I really hear you, John. And I’d welcome more information about the workers you are talking about, the challenges they are facing, and the ways that technology can help them overcome those challenges. Send some links our way.
Let me be clear about a couple of things:
- I’m trying to tell a story with this event. This story is about how technology is changing the world of work. Think of the on-demand economy and the issues it raises as the center pole of a large tent. In one direction, we explore the issues of workers in a world of continuous partial employment, mediated by algorithms, marketplaces, and platforms. (This is the subject of my next post.) In another direction, we explore the way that technology can be used to augment workers rather than just replace them. (This is what ties together IBM Watson, Daqri, and Uber, for example, and even ties in to why GE and Adafruit are part of the program.) In yet another direction, we will explore how technology allows us to do new kinds of work. And so on.

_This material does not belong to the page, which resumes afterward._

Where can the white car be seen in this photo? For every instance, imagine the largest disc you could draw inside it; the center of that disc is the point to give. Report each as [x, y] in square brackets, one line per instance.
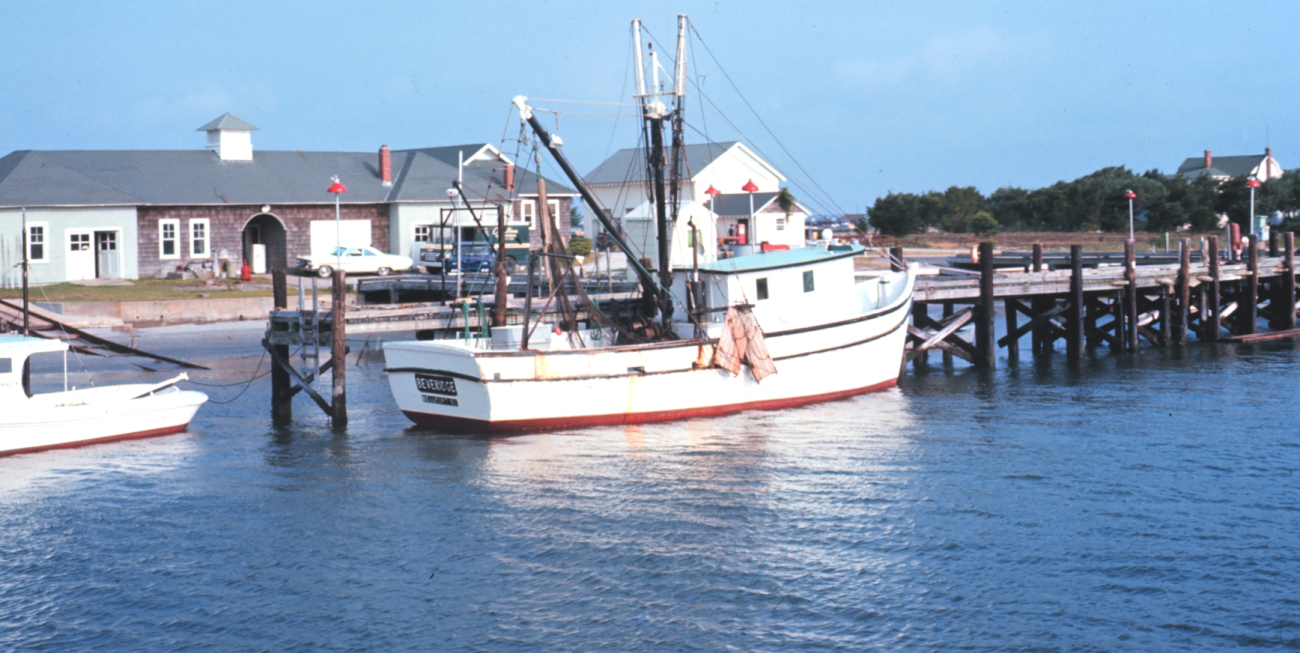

- I really do want lots of voices here. And I’m trying to curate a really interesting mix of technologists, entrepreneurs, labor activists, economists and policy makers, together with real workers who are being affected by technology changes.
- The price is driven by the business model of the event. Selective events like TED (and this one) draw a particular crowd, yes. And it’s precisely that crowd that can help to raise the profile of workers’ issues, when they see the latest technology put in the context of social issues and the changes they are driving.